Paul, I can't pass up that one! Overall, I agree with the sentiment, but I don't agree that the business mistakes were not mistakes. They were definitely bad things to happen and capital was destroyed on a grand scale.

However, a bit like entropy and the idea that you can't make scrambled eggs without breaking a few of them, perfection isn't possible. In any system there are losses. The question is whether the losses are justified by the eventual success.

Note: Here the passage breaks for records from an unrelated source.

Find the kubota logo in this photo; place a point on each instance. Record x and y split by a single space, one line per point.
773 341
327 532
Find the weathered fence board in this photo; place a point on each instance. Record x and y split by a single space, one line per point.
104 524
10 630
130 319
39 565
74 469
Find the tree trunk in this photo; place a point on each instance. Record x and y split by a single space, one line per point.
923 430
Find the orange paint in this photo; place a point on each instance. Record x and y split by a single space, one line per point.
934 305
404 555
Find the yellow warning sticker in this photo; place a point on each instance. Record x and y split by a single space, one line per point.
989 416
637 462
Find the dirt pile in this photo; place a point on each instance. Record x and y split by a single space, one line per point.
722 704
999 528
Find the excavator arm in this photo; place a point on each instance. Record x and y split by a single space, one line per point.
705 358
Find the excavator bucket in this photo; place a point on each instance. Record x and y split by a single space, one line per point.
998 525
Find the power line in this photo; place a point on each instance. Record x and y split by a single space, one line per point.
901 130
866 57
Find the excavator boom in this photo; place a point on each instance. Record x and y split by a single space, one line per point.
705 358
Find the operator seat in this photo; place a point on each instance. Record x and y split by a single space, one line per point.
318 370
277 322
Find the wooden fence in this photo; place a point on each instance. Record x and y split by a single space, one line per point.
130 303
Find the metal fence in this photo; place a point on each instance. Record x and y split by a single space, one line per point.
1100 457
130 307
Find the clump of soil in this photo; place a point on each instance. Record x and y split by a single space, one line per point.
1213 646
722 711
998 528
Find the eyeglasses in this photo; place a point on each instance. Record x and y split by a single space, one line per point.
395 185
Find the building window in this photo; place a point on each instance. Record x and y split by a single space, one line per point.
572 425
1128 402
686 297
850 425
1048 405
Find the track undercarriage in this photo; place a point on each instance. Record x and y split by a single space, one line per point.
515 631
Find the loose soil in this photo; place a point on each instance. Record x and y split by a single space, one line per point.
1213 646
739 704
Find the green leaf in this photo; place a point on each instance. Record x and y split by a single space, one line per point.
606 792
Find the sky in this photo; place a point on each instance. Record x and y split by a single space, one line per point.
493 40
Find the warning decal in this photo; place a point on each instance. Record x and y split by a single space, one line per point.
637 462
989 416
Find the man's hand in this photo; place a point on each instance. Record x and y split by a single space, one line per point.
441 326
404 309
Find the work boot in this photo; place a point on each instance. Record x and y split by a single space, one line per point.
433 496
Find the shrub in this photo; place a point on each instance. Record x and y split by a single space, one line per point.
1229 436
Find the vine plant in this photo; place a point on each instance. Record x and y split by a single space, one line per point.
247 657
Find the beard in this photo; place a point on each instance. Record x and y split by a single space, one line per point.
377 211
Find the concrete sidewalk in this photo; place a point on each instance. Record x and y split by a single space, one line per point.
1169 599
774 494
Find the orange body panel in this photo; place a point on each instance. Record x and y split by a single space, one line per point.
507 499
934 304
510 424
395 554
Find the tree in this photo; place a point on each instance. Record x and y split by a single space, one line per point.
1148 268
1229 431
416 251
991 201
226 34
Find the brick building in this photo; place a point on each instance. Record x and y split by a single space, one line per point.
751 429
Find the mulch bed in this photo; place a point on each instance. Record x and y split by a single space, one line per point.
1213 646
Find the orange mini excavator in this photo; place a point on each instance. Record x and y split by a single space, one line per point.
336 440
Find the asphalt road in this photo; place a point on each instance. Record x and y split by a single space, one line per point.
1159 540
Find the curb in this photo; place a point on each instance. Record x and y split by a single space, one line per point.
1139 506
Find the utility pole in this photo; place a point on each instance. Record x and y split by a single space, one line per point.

The driving force, as you said, is the excitement of a vast new profit opportunity when something as big as rail, cyberspace or CDMA is involved the excitement is justifiably huge and hordes of people pile in.

The reason that mistakes are made is that the unknowables are huge but so is the profit opportunity people think they see. Many pile in with the hope of being a winner and making a fortune.

There are other rewards, apart from the financial ones. There is the excitement and fun of participating in a great new possibility. Investors risk a percentage of their assets in the hope of having a lot of fun and making a lot of money and achieving great things. Philanthropic investing is part of the deal; people get involved to create great things, not just to make money and those things will benefit everyone and enable other things to happen [the shared assets].

Sure there was a bubble. But there have been huge quality of life benefits created even if no profit and that is a good thing. That's part of what was achieved. If the survivability of the species was enhanced, then even in the absence of profit, that's part of the mechanism of nature [nature is about gene propagation, not profit].

I wonder what the total losses are compared with the total gains which will be made. The losses are not the reductions in market capitalisation [those are just arbitrary paper figures, though they feel real to people]. The losses are the capital put in which will not earn a return.

But even a total loss like Globalstar is a bit more complex when looked at broadly. With any product, there is a consumer surplus - many people get benefits far above the cost of the service and few people don't get sufficient benefit to justify buying the service [the white elephant problem - and we've all experienced a dumb purchase and buyer's remorse]. So the value of a product needs to be measured not only in the profit line over the life of the product but should include the consumer surplus.

Okay, that's enough rant from me.

Suffice to say that I agree - the technological revolution was born in mass excitement in Y2K and it is growing rapidly, even as the market capitalisations tumble. The value created is enormous - more value than has ever been created before, even if almost no money changes hands [as is happening right now as I type and you read - okay, maybe my words aren't that valuable but the cyberspace experience is, which is why we all spend so much time in it].

Thanksf for the thought-provoking comments.